Choosing stocks is all in the mind
Planners and investment advisers are supposed to care about their clients' goals.
So how come so many of them mouth off when someone asks about socially responsible investments (SRI)? They rant that SRI portfolios can't earn as much as standard, diversified fare. If you want to do good, they say, invest in winning stocks and write the charity a check.
These advisers have a couple of wrong-headed ideas. They are mistaken (or bull-headed) about SRI-managed money, which can earn competitive, long-term returns.
The more important question is why the scoffers are making personal judgments about which of their clients' goals are worth attending to.
When you visit an adviser, you are asked about your needs, temperament and aims. Are you aggressive or conservative? Do you want current income? What are you saving and investing for?
To that third question - what for? - ordinary advisers have been trained to hear only a limited number of answers: a second home, college, a retirement kitty, a large bequest for heirs. They haven't opened their minds to the social or religious goals that occupy a growing number of investors today.
We all bring more than pure monetary values to our money choices, says Meir Statman, a professor of finance at Santa Clara University in California. Products carry expressive characteristics as well as useful ones. They tell our neighbours about our values, tastes, wealth and social class. A Chevy Impala will get you across town. So will a Toyota Prius, a Porsche and a Hummer. Whichever one you drive, you are hanging a flashing neon sign on your soul. It's that way with SRI investing, too.
Best interest
Brokers and planners are supposed to choose investments that are suitable for their clients, and in their best interest. "Suitable" includes values, too. If your adviser won't listen or knows little about SRI, take your business to someone who shares your ideas.
The standard objection to SRI is that, inevitably, it will yield reduced returns. Advisers who work within a limited universe won't be picking all the best stocks.
Leave aside the question of whether any adviser can be relied upon to select the best stocks. Years of research show that no harm attaches to a socially conscious tilt. Sometimes, SRI mutual funds run ahead of traditional ones, such as in the 1990s when the white hats stocked up on consumer durables and technology shares. At other times, SRI runs behind, as has been true in recent years when the social funds steered clear of the soaring oil, metals and industrial stocks.
The managers who put together SRI portfolios start with specific investment screens. Typically, they reject some industries wholesale, such as tobacco, liquor, gambling and weapons suppliers, as well as companies with poor records on human rights and employee relations. They apply traditional securities analysis to the stocks remaining on the list.
From this, it might appear that SRI funds aren't sufficiently diversified. But when you think about it, neither are conventional funds that tilt away from the broad market indexes for one reason or another. They, too, make bets on favoured industries or countries.
Classic metrics
Over a market cycle, SRI and conventional funds perform about the same, Statman says.
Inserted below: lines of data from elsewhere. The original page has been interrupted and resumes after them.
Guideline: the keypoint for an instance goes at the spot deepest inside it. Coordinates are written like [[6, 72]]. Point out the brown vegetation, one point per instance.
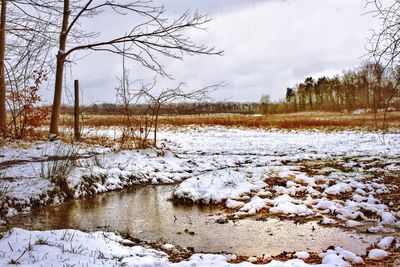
[[304, 120]]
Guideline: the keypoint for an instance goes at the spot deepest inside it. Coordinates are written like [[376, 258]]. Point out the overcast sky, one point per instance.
[[269, 45]]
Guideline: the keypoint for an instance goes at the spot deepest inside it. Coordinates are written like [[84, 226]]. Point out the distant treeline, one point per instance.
[[368, 87], [172, 109]]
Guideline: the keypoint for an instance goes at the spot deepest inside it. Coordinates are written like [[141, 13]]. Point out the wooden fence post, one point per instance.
[[77, 133]]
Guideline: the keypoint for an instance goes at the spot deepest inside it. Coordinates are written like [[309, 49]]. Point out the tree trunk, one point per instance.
[[55, 110], [3, 110]]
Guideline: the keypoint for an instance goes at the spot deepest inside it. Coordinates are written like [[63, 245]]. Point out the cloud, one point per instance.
[[269, 45]]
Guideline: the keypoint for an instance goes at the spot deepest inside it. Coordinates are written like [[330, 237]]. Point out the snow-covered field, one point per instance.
[[347, 179], [75, 248]]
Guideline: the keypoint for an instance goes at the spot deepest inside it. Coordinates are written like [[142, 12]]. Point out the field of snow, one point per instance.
[[75, 248], [347, 179]]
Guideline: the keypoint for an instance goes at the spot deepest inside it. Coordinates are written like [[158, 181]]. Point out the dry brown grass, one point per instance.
[[309, 120]]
With either type, your returns depend primarily on the classic metrics, such as investment style, sector allocations and the amount of money invested abroad.
Some of the newer SRI mutual funds diversify across all industries, even traditional baddies such as metals and weapons. In those black-hat sectors, the managers look for the best-of class - meaning, for example, companies actively cleaning up pollution problems (as opposed to ones ignoring the stink).
For those who sneer at the choices of the social and religious funds, I offer an anti-SRI: the red-hot Vice Fund, founded in Aug-ust 2002, near the start of the latest bull market and currently managing $177 million in assets. Vice doesn't make nice and doesn't diversify. It revels in global gambling, tobacco, liquor and defence.
Deep in our SRI hearts, we knew that would happen, didn't we? Conscience is comforting, but in the real world, sin wins.